There was a time I attended a class where we were told to stay still and watch the clock for a minute. I am telling you, that is the longest minute I ever watched. Maybe for another being who is used to waiting that may mean nothing. BUT if your bladder is about to burst, or your colon is ready to empty, 1 minute is 1 year long. And if no one is there to assist you as you were promised, heck, you will try to get out of that bed and BAM! A broken hip. 


I thought of this while jogging at a turtle pace covering 5 miles. A young woman passed me by. An older gentleman did the same which I would not tolerate in my impulsive younger years. You wanna race, I will give you a race. 

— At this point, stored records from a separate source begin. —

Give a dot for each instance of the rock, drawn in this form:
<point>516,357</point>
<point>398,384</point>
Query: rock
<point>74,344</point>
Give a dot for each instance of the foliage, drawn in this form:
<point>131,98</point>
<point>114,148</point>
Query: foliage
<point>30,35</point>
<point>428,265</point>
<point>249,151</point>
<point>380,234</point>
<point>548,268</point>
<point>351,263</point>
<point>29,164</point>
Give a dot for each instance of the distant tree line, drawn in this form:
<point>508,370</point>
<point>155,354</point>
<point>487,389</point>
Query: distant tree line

But my maturity has given me the leash of wisdom and restraint. I pay no attention to these young, energized, and maybe elite runners. I am not inclined to beat  personal records or prove anything at my age. No one sees me anymore. LOL. And I don’t see them. I would be living in illusion to even imagine these healthy, young and beautiful fast runners would have interest in me. I  raise my hand or bow my head towards them in crossing their paths. A little hello and good morning but that is all. They respond in kind. Mindlessly.  Just like them, I am focused on my little pace and little goal and my little joy. 


The idea is to set your own pace, your own drum beat; to assert your individual uniqueness; to be content with the little improvements you gain while maintaining safety based on your established self-parameters.


Suggested Heart Rate for runners 60 and above is 70-80 percent of max heart rate. 220-60 = 160(maximum heart rate) 70-80 percent of 160 is somewhere between 100=130 beats per minute. Also measure the recovery of heart rate when doing high intensity (those reaching higher than 130 beats for a short period) - it should recover in no more than 2 minutes.

Suggested ordinary pace for 60 and above males:  13 minutes per mile. 


These are suggested for ordinary folk like me. They don’t pertain to elite runners or those who had been very athletic and competitive throughout their lives. Believe me, I have seen runners  in their seventies who can beat the shit out of me. Well, you know yourselves, just beat your own drum, follow your bliss and joy.